Los igualadores de oficio
Las recientes declaraciones del diputado nacional Facundo Manes adolecen de la incoherencia de alguien que se asocia a personas que, según su mirada, son iguales a aquellas a las que (se presume) pretende que pierdan las elecciones. Graves por lo inexactas, inconsistentes por la posición de su autor, pero no raras en una época de igualadores de oficio. “De oficio” debido a su habitualidad, pero también “de oficio” en su sentido jurídico: por iniciativa propia, sin que alguien lo pida.
Existen varias clases de igualadores.

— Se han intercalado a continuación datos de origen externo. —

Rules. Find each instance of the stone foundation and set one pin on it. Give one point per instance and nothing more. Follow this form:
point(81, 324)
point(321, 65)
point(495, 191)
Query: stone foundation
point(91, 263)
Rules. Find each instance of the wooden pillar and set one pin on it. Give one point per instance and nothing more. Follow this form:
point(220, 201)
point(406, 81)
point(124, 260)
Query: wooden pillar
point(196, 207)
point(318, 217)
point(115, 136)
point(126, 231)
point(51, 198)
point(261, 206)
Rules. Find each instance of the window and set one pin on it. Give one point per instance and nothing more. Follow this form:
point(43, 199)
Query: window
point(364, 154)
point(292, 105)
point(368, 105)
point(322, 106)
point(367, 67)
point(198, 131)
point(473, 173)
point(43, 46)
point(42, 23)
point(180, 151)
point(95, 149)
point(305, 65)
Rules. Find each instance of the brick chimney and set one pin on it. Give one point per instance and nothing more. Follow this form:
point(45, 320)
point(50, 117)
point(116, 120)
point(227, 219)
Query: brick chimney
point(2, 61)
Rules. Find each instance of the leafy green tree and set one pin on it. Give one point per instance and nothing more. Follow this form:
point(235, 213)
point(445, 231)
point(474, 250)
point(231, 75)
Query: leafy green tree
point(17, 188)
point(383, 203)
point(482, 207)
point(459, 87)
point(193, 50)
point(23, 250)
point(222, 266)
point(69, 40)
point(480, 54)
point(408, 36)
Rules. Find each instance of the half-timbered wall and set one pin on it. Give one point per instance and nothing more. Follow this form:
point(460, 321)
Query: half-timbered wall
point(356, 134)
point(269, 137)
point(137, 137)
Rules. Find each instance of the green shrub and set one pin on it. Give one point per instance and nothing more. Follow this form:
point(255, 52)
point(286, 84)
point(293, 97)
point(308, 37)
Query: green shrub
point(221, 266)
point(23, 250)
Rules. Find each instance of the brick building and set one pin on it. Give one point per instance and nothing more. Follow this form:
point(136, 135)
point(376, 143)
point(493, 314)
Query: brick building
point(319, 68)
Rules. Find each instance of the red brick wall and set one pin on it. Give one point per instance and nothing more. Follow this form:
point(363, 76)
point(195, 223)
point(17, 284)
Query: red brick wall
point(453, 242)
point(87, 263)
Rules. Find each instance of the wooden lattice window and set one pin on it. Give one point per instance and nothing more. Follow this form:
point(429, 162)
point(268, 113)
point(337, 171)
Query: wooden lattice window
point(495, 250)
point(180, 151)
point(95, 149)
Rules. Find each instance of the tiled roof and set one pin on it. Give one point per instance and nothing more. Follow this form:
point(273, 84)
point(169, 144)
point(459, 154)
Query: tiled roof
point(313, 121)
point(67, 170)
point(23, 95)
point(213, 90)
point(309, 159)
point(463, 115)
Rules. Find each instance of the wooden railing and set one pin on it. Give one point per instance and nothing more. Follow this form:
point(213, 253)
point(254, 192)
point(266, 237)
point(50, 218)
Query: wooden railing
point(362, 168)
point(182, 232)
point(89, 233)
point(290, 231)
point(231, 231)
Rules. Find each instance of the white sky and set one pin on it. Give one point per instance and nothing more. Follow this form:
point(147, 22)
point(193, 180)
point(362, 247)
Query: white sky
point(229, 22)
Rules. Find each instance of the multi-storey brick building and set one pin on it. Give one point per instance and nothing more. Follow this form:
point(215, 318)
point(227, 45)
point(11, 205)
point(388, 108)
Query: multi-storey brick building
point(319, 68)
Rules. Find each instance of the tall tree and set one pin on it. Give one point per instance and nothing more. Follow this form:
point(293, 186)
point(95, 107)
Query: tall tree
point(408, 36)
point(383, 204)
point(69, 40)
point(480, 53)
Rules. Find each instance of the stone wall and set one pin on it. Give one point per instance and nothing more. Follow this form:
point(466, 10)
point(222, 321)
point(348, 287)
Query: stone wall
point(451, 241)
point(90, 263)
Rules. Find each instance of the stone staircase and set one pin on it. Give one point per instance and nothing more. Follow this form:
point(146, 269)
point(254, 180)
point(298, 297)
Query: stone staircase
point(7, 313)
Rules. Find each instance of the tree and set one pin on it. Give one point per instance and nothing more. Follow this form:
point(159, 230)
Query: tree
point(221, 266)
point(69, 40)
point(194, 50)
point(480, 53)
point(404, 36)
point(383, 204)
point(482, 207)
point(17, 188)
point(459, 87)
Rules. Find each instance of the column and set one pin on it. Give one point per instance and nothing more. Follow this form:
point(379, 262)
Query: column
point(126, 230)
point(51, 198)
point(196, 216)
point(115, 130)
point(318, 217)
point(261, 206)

Los más comunes son los mediocres; incapaces de sobresalir en acciones positivas, demasiado timoratos para desarrollar una estrategia destructiva, prefieren que todo se tiña de un gris que disimule su opacidad cromática.
Cerca de los mediocres figuran los vergonzantes, los que votan a los peores, a aquellos contra los que su propio entorno despotrica, pero que por alguna motivación oculta ellos los prefieren. Cuando uno escucha exclamar en una conversación política: “son todos iguales”, existe una probabilidad bastante alta de voto vergonzante.
Un tercer grupo de igualadores son los “políticamente correctos”, los que quieren aparentar ecuanimidad en el juicio y repiten: “a un lado y otro de la grieta” o frases parecidas, como si todo fuera lo mismo, como si diera igual apoyar las atrocidades del gobierno venezolano o no apoyarlas, saquear al país o no saquearlo, respetar la división de poderes o no respetarla.
Y, por último, están los autoritarios, los que igualan desde la cima del poder. Una mentalidad democrática distingue jerarquías en la vida pública o en la vida corporativa y las respeta, porque sabe que la naturaleza, los acuerdos contraídos y la ley están por encima de su propio criterio. Una mentalidad totalitaria iguala todo hacia abajo y se complace en alterar las jerarquías naturales o legales, pues considera que su voluntad es la única que cuenta.
Ningún individuo es igual a otro, ni entre los seres humanos ni en cualquiera de los reinos del mundo biológico. La inteligencia tiene la capacidad de distinguir grados y cualidades y de elegir con el objetivo de hacer mejor el mundo en el rincón que cada uno habita; elegir entre las posibilidades reales, no entre la realidad y una pretensión imaginaria. Nuestras prudentes elecciones diarias entre las opciones que se nos presentan a cada paso son las que determinan nuestro progreso y el progreso de la humanidad; no así nuestras omisiones y mucho menos la igualación forzosa.